As mentioned by LVK's answer, this is related to so-called analytic capacity. You're asking if perfect and nowhere dense sets are removable for bounded holomorphic functions. Compact sets that are removable for bounded holomorphic functions are exactly those of zero analytic capacity.

Now, to answer your question, let $E$ be a compact subset of the plane and suppose that $E$ is contained in the real line $\mathbb{R}$. A theorem of Pommerenke says that $E$ is removable if and only if it's one-dimensional Lebesgue measure is zero.

Hence, just take for $E$ your favorite Cantor set with positive measure, and it will be non-removable.

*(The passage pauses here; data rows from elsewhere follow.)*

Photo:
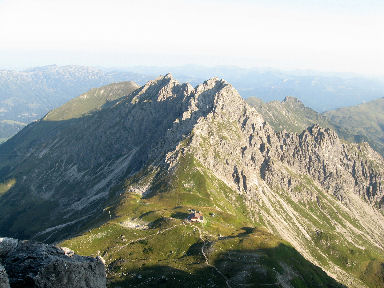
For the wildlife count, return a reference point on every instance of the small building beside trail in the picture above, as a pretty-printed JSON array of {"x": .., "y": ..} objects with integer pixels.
[{"x": 196, "y": 216}]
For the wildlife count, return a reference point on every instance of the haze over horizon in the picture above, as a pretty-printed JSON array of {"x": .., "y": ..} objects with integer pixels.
[{"x": 331, "y": 36}]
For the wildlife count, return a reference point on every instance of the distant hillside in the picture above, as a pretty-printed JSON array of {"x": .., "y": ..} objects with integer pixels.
[
  {"x": 290, "y": 114},
  {"x": 354, "y": 124},
  {"x": 90, "y": 101},
  {"x": 27, "y": 95},
  {"x": 319, "y": 91},
  {"x": 279, "y": 208},
  {"x": 365, "y": 120}
]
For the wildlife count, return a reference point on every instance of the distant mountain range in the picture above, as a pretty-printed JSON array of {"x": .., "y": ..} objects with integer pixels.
[
  {"x": 27, "y": 95},
  {"x": 117, "y": 171},
  {"x": 361, "y": 123}
]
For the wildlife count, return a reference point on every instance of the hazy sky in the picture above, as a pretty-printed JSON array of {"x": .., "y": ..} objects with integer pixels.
[{"x": 345, "y": 35}]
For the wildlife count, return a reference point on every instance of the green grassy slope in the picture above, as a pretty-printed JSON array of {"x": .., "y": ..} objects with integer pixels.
[
  {"x": 354, "y": 124},
  {"x": 366, "y": 120},
  {"x": 148, "y": 243},
  {"x": 90, "y": 101}
]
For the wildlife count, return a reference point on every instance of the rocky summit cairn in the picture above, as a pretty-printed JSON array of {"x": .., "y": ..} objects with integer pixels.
[{"x": 32, "y": 264}]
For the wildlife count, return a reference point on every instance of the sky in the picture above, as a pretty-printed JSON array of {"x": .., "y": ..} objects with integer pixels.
[{"x": 332, "y": 36}]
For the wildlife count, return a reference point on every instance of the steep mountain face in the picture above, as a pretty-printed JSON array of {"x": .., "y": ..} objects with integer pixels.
[
  {"x": 319, "y": 91},
  {"x": 365, "y": 120},
  {"x": 293, "y": 116},
  {"x": 27, "y": 95},
  {"x": 290, "y": 114},
  {"x": 128, "y": 173}
]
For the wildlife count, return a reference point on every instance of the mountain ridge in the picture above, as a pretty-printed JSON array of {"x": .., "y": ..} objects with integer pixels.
[{"x": 208, "y": 149}]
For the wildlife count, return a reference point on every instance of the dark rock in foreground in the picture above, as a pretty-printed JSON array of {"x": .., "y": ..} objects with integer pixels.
[{"x": 32, "y": 264}]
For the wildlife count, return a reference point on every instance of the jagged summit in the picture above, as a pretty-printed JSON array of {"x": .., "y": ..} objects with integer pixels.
[
  {"x": 167, "y": 147},
  {"x": 291, "y": 99}
]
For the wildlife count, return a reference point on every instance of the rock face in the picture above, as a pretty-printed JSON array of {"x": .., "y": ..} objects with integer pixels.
[
  {"x": 311, "y": 188},
  {"x": 31, "y": 264},
  {"x": 4, "y": 282}
]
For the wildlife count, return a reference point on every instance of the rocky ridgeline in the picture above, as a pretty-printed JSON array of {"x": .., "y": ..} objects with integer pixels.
[
  {"x": 31, "y": 264},
  {"x": 275, "y": 172}
]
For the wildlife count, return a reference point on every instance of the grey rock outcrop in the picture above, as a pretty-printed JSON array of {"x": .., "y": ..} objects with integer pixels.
[
  {"x": 32, "y": 264},
  {"x": 4, "y": 283}
]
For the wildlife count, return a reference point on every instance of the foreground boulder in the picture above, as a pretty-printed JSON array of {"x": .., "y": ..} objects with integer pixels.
[
  {"x": 32, "y": 264},
  {"x": 4, "y": 283}
]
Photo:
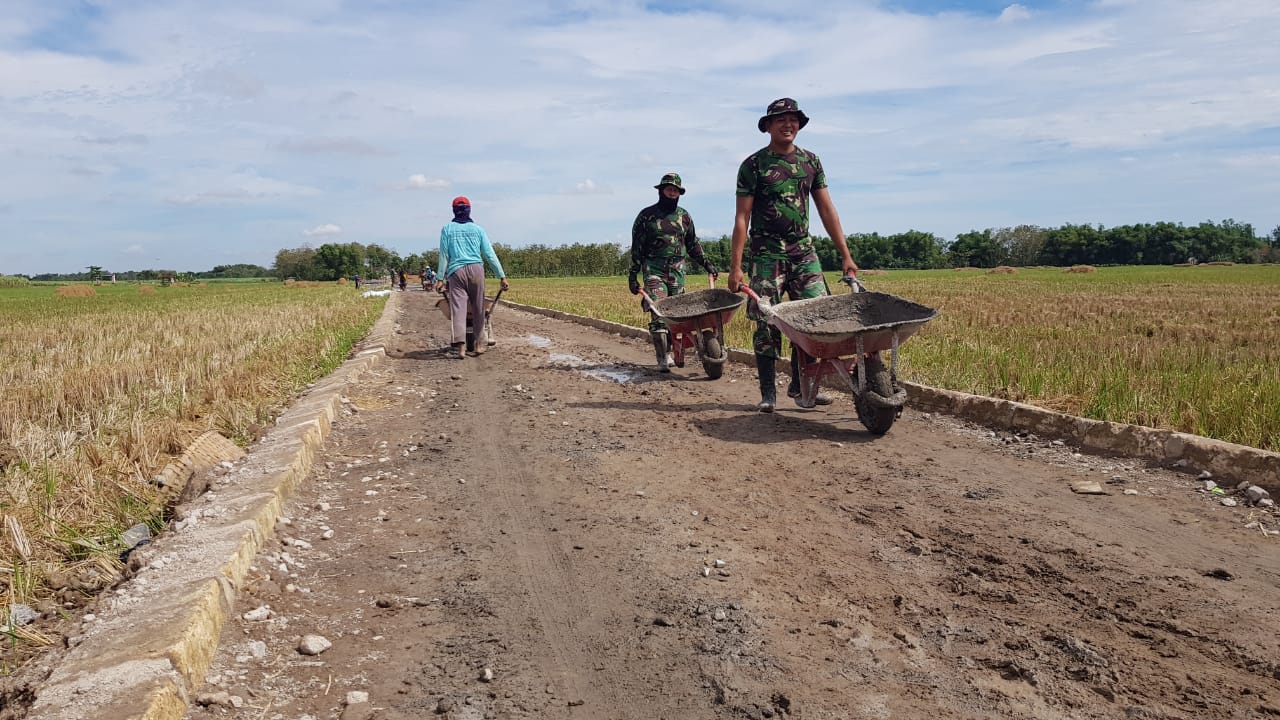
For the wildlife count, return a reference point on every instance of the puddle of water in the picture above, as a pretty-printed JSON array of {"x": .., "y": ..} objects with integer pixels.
[
  {"x": 609, "y": 373},
  {"x": 612, "y": 376}
]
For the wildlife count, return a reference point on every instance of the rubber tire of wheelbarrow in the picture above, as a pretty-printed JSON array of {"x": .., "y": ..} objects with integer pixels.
[
  {"x": 712, "y": 349},
  {"x": 877, "y": 419}
]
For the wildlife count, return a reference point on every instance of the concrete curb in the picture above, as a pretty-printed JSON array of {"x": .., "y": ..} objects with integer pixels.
[
  {"x": 147, "y": 652},
  {"x": 1229, "y": 463}
]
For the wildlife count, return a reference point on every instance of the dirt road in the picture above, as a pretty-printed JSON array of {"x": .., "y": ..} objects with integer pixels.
[{"x": 553, "y": 529}]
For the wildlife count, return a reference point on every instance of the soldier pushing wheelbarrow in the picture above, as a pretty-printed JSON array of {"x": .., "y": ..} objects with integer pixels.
[{"x": 661, "y": 237}]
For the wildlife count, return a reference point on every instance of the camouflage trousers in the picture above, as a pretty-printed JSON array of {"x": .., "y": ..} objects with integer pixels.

One can even give an explicit example of a bounded holomorphic function in $\mathbb{C} \setminus E$ which is not constant :

Define $$f(z):= \int_{E} \frac{dt}{z-t}.$$ Then $f$ is holomorphic in $\mathbb{C} \setminus E$. Furthermore, it is non-constant since $f(\infty)=0$ and $\lim_{z \rightarrow \infty} zf(z)= m(E) > 0$. However, it is easy to show that $\operatorname{Im} f(z)$ is bounded in $\mathbb{C} \setminus E$. Hence, $$g(z):= e^{i f(z)}$$ is holomorphic and bounded in $\mathbb{C} \setminus E$, and yet non-constant.